Hi, does anyone know how emonhub works in some detail? I’m not a python expert and had difficulty reading the code. I made an interfacer for it recently, which worked fine in the end, but a question came up when it wasn’t closing and restarting properly at first…
What’s the termination procedure for an emonhub interfacer?
related question… Is there a function called within an interfacer to called to help close that interfacer?
or do I need to know how interfacers are created to understand how to close them properly?
Dan, I would need to look at the code again, especially as there have been many changes by many contributors since I last developed for this version.
In general you shouldn’t need to worry about that as each interfacers run is called repeatedly by the main thread, this in turn calls the read, send and action functions, this is where you do your code, you should inherit the run function unchanged and then write your own read, send and/or action functions.
When the main loop no longer calls the run the interacer will not “be running” and the main loop will kill the interfacer thread, this is teh part that will have changed significantly as Trystan changed things, then there were problems that were “resolved” by making the threads auto restart when they crashed etc etc, then more recently a change to Python3 so I don’t know how much of the original code or behaviour is as it was.
What sort of interfacer are you trying to build?
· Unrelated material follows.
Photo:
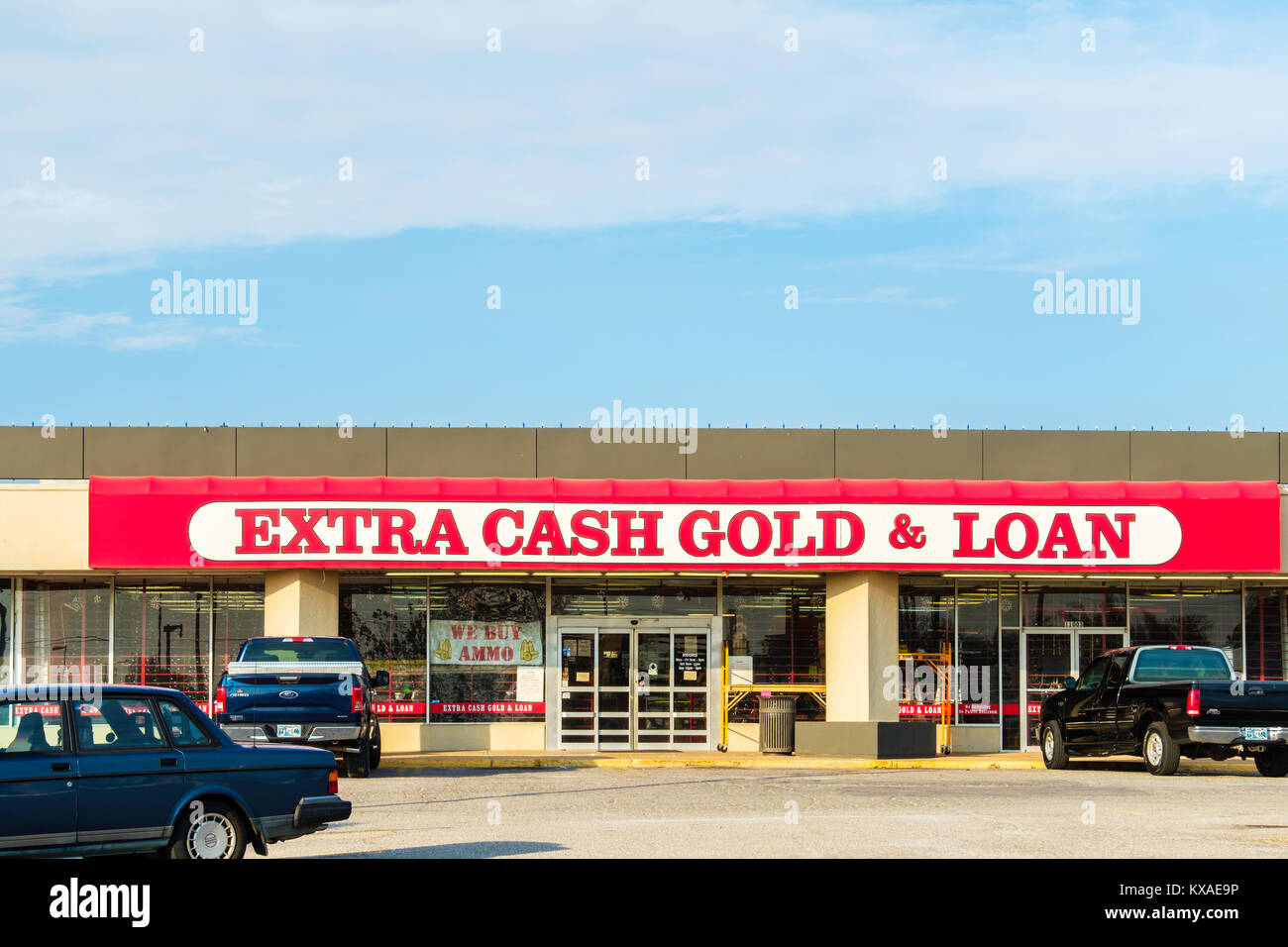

Does it need to do something special to end?
Hi Paul,
It’s the sds011 dust sensor which is interfacing by a com port so nothing too complex.
The original sds011 library I’d found was setting up another threading thread and causing a lockup in the read function. So when restarting emonhub nothing would happen until the read function had done a round, which was designed to take a few minutes in the original.
In the end found a non-blocking sds011 library and made a method to use it, so all good.
I didn’t realise so much of the code had been changed by Trys since your initial work, sorry for the hassle.